Érase una vez en un país muy lejano, donde los ciudadanos vivían tristes, apesadumbrados y asolados por una terrible crisis económica y de valores morales.
Sus gobernantes no sabían que hacer y pasaban los días discutiendo y pelando entre ellos. El Rey era ya muy mayor, estaba cojito y tampoco sabía como hacer felices a sus desdichados súbditos…
Un día se reunieron los gobernantes con su Rey para buscar una solución, discutían, chillaban, gritaban y no solucionaban. Acertó a pasar por allí un hombre sabio y viéndoles tan afligidos les dijo: “Alegraros todos, la solución monta ahora un flamante corcel blanco y cabalga bajo estas ventanas”.
Se asomaron y vieron al apuesto hijo del Rey. El Príncipe –que tenía fama de ser muy honesto y estudioso– se había casado con una doncella plebeya y tenía ya dos preciosas hijas.
Se quedaron todos pasmados, siempre habían tenido la solución delante y nunca la habían visto. El viejo Rey –entristecido– se levantó renqueando del trono y prometió a todos abdicar al día siguiente.

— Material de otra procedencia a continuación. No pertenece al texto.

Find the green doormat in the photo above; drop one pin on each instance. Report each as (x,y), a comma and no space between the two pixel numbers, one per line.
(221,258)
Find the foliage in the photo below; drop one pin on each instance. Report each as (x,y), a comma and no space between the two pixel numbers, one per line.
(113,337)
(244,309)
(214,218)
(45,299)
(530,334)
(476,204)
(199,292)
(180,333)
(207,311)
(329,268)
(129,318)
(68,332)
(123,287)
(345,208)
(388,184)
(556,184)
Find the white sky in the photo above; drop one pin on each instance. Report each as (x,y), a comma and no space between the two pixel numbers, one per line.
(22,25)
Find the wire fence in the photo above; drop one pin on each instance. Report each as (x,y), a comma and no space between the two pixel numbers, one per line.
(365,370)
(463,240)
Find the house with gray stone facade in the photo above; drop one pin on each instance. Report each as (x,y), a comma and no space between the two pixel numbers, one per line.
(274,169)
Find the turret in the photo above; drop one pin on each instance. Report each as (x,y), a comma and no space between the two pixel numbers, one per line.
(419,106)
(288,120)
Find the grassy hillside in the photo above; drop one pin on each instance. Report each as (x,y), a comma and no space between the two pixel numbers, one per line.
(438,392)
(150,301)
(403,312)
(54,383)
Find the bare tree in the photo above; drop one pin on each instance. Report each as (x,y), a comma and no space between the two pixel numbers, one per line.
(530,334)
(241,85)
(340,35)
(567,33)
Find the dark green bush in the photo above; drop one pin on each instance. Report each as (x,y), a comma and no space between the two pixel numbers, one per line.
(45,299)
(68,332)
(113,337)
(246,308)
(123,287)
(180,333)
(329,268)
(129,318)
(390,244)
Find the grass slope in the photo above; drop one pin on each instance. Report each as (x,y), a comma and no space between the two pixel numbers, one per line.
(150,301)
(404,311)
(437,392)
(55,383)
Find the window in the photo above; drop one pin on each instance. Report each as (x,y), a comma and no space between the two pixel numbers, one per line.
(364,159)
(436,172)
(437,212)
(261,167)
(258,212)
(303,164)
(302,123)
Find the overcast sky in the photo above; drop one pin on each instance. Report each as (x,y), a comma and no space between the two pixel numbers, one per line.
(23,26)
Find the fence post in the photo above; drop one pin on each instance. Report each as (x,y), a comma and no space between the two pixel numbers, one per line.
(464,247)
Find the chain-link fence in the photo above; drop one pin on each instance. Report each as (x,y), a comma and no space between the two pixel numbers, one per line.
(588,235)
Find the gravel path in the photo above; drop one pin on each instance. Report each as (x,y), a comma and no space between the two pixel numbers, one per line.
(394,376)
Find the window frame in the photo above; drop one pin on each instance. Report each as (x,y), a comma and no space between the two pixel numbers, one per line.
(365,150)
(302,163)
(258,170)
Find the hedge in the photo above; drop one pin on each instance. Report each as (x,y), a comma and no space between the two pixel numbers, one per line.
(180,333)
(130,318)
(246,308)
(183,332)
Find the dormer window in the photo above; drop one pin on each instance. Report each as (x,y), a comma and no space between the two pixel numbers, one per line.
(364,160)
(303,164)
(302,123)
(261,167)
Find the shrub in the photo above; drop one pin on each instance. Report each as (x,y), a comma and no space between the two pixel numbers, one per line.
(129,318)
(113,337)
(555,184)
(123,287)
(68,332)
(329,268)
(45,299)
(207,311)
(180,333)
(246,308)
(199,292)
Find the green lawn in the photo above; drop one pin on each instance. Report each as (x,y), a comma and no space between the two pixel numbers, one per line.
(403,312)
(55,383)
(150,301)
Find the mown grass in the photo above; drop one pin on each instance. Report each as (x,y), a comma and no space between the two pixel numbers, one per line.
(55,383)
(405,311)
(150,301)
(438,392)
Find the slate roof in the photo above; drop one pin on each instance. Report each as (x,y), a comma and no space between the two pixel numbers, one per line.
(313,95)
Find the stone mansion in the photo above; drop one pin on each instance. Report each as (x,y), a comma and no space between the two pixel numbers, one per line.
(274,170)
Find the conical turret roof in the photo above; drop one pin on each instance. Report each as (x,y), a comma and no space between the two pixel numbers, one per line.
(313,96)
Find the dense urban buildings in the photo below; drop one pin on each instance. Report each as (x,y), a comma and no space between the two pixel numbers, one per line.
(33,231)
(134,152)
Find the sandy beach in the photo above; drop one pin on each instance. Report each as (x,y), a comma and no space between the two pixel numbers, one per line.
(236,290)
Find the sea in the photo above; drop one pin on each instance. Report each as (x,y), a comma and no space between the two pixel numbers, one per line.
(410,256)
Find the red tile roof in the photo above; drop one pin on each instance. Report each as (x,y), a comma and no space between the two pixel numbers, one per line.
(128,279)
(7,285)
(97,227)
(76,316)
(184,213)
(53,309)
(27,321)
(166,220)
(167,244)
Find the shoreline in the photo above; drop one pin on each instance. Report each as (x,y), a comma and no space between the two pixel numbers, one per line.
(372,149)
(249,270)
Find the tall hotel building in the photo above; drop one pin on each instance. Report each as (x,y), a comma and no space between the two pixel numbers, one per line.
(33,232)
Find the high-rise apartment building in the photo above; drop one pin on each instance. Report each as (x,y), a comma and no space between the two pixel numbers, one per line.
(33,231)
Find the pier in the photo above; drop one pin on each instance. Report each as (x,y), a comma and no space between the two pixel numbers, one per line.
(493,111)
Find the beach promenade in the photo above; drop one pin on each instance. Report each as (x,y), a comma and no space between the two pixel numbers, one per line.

El Príncipe sería el nuevo Rey, con su juventud e inteligencia guiaría de nuevo al país para conseguir restablecer los valores morales, superar la crisis económica y mantener unidas las diferentes regiones del reino.
Con el tiempo todos sus súbditos volverían a ser felices y comer perdices. El hombre sabio sonrío, les guiño un ojo y continuo su camino.
Y colorín colorado, este cuento se ha acabado.